Bromatology is the study of food, is a relatively new field. Bromatology is also called food science and a bromatologist, a food scientist. You see the results of food science on every aisle in the supermarket from the way items are stored and the new items that are available. Bromatology is not just about mixing ingredients together.
The Bromatologist needs to make sure those ingredients mix well and taste good together. Texture becomes important. Sometimes, flavors from different ingredients don’t always mix well; the bromatologist will experiment with various ingredients to find the right combination.
Healthy foods need to be both tasty and healthy. Right now, many consumers would rather go for the tastier, less healthy versions of certain foods, rather than the healthy ones. Usually healthy versions have less sugar, less fat, and fewer preservatives. To make a healthy product, the decrease in sugars, fats, and preservatives needs to be balanced with both taste and texture so that the product continues to appeal to buyers.

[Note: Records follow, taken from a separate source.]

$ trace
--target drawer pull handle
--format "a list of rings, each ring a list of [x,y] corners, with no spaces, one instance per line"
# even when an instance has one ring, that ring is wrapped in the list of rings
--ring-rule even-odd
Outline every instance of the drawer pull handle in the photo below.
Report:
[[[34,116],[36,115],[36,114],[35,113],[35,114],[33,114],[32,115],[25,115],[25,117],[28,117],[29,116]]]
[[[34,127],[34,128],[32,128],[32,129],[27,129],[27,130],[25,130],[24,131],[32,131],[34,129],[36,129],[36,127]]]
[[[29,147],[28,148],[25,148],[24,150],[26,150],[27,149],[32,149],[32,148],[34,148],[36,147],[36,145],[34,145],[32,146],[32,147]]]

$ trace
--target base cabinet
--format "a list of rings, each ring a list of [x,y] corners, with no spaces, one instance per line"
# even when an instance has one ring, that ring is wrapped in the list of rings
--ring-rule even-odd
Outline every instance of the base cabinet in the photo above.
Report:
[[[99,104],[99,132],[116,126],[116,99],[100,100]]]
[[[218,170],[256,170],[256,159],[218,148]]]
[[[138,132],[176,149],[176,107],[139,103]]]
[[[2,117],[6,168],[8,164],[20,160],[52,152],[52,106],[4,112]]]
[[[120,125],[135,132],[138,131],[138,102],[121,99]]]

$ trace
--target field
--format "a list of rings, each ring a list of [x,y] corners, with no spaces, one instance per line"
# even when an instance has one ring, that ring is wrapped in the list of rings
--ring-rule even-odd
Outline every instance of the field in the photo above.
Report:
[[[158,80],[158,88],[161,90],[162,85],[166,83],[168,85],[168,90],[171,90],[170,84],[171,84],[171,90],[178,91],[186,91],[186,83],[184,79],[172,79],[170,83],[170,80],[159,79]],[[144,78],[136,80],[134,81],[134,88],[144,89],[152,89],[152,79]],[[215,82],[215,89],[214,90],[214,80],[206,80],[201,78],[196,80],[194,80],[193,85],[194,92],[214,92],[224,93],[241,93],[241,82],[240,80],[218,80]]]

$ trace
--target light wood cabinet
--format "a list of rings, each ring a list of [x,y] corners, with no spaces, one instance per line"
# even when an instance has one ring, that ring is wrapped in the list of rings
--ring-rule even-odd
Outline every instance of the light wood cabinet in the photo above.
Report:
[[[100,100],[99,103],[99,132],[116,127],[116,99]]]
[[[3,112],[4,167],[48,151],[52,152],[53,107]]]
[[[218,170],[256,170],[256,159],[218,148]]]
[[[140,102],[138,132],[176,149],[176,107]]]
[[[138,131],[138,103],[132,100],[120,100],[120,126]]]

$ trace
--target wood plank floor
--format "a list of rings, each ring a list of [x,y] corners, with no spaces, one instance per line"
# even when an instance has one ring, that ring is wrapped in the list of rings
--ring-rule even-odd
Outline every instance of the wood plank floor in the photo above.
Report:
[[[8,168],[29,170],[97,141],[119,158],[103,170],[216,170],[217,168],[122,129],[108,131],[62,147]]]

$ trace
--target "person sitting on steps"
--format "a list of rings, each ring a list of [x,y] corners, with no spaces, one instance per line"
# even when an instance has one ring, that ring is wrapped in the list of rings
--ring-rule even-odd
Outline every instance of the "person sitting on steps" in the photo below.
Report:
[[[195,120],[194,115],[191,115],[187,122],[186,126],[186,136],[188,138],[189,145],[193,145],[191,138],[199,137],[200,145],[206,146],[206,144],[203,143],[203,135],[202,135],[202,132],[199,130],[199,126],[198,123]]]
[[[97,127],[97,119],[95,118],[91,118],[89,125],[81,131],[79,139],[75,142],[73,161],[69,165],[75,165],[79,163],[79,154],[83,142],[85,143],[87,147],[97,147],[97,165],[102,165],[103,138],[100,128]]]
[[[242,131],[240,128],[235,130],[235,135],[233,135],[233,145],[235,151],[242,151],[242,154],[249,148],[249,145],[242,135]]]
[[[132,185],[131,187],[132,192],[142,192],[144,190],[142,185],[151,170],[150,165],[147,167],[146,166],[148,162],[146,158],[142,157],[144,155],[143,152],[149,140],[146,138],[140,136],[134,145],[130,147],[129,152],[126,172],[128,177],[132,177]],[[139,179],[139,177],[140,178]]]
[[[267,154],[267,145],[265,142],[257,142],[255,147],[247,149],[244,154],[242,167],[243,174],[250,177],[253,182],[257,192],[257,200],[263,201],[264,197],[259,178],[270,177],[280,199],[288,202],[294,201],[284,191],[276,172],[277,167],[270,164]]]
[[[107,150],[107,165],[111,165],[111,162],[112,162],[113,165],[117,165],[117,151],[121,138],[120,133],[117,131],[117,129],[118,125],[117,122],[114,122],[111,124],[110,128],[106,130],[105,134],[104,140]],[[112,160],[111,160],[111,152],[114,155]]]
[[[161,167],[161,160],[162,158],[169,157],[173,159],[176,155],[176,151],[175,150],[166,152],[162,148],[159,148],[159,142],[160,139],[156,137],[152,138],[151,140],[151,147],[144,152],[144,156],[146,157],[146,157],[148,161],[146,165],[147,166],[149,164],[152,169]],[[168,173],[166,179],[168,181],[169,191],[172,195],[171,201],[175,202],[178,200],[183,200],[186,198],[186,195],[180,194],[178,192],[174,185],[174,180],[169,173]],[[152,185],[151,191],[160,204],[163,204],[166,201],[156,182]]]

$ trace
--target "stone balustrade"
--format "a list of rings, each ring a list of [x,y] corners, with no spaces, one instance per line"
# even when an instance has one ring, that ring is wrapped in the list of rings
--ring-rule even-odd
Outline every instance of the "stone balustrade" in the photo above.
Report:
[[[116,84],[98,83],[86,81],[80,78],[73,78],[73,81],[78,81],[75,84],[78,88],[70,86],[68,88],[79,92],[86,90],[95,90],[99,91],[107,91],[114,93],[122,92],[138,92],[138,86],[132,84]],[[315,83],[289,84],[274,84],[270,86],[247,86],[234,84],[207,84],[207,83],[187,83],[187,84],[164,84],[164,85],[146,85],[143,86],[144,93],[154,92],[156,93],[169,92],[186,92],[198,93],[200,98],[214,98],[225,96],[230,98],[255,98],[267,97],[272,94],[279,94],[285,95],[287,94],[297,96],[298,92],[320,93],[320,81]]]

If the new yogurt flavor is to incorporate fresh fruits and natural flavors with less sugar, the bromatologist needs to find a way to make that yogurt sweet enough to appeal to customers who expect and want sweet yogurts. Maybe adding another fruit that is naturally sweet to the mixture to act as a natural sweetener will suffice. The fruit may also have to be crushed into a pulp and then thoroughly blended into the yogurt to be appealing.